15 Temmuz sadece halkın darbesavar olmak gibi çok müstesna bir
vasfını ortaya çıkarmadı, aynı zamanda birden fazla şeyin de miladı
oldu. Milat hiçbir şeyin artık eskisi gibi olmayacağı dönüm
noktalarına diyoruz. Yani bir nevi doğuş. Silkiniş ve kendine
gelişten yola çıkarak söyleyecek olursak bir diriliş, yani ’
ba’subağdel mevt’ halidir. Uyuyan toplumlar her zaman kurulmuş
saatlerle ya da münadilerin nidalarıyla uyanmazlar.

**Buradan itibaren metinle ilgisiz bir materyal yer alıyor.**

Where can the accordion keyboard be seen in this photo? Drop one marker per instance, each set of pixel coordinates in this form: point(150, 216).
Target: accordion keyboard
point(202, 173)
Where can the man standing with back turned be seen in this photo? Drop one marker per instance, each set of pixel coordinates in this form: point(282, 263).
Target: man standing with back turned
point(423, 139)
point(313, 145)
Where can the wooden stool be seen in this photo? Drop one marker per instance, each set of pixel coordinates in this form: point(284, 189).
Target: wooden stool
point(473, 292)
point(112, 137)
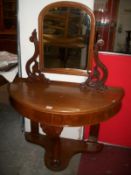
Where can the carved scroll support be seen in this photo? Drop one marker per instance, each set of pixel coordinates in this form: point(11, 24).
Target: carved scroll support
point(32, 65)
point(98, 76)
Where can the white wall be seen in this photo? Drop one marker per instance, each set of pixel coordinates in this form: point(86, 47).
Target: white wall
point(28, 21)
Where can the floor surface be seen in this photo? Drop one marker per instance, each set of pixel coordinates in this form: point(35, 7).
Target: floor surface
point(19, 157)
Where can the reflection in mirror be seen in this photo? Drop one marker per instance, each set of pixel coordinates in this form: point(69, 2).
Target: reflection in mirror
point(66, 35)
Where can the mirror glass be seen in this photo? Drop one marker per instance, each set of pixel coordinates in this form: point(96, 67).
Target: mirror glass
point(67, 35)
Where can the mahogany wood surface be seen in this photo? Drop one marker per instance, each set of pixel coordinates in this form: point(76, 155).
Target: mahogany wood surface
point(61, 104)
point(55, 105)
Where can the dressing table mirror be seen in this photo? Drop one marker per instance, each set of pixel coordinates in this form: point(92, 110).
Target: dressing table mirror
point(65, 33)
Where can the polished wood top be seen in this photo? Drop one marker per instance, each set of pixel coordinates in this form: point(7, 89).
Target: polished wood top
point(58, 103)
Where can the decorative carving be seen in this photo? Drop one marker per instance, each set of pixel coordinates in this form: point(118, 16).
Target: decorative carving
point(32, 67)
point(98, 76)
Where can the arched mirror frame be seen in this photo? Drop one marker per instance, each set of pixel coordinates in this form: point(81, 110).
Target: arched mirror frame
point(72, 71)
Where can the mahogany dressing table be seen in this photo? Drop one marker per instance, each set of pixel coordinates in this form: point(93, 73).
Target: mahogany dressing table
point(54, 104)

Bazen de
sarsıcı olaylar, yol açıcı vakalar uyarıcı vazifesi görür. 15
Temmuz gecesi insanlar sabaha uyandıklarında daha önce yaptıkları
bütün ezberleri unuttular. Okudukları kitapların kapısından geri
dönenler oldu. Bilgi, bilgin, bilge, hoca, efendi, hoca efendi gibi
uluorta bol keseden dağıtılan yaftalar birer birer yıkılıverdi.
Hocanın takkesi düştü keli göründü. Hocaefendi(!)lerin sarıkları
çözüldü, cübbeleri kaydı, bir gecede sakalları ağardı. Aklını
kullanmayanlar, başkalarının aklına uyanlar rezili rüsva oldular.
İslami terminoloji kendinde keramet vehmeden zavallı kişilerin
tekelinden kurtularak yeniden formatlandı. Hafızlar hafızalarını
yeniden yokladılar. Cümlemiz la havle çekip yeniden abdest
tazeledik. Bundan böyle hiçbir şey determinist ilkelere bağlı
kalmak ya da ders kitaplarının öğrettiği şekilde olmak zorunda
değildir artık. Zira bu millet için tankın üstü ile altı arasında
hiçbir fark yoktur. Kanlı Fetö kalkışmasının herkese öğrettiği bir
şeyler oldu. En çok da toplumsal hafızaya, maşeri şuura, kolektif
bilince unutulmaz mesajlar sundu bu meşum gürültü. Nasıl mı?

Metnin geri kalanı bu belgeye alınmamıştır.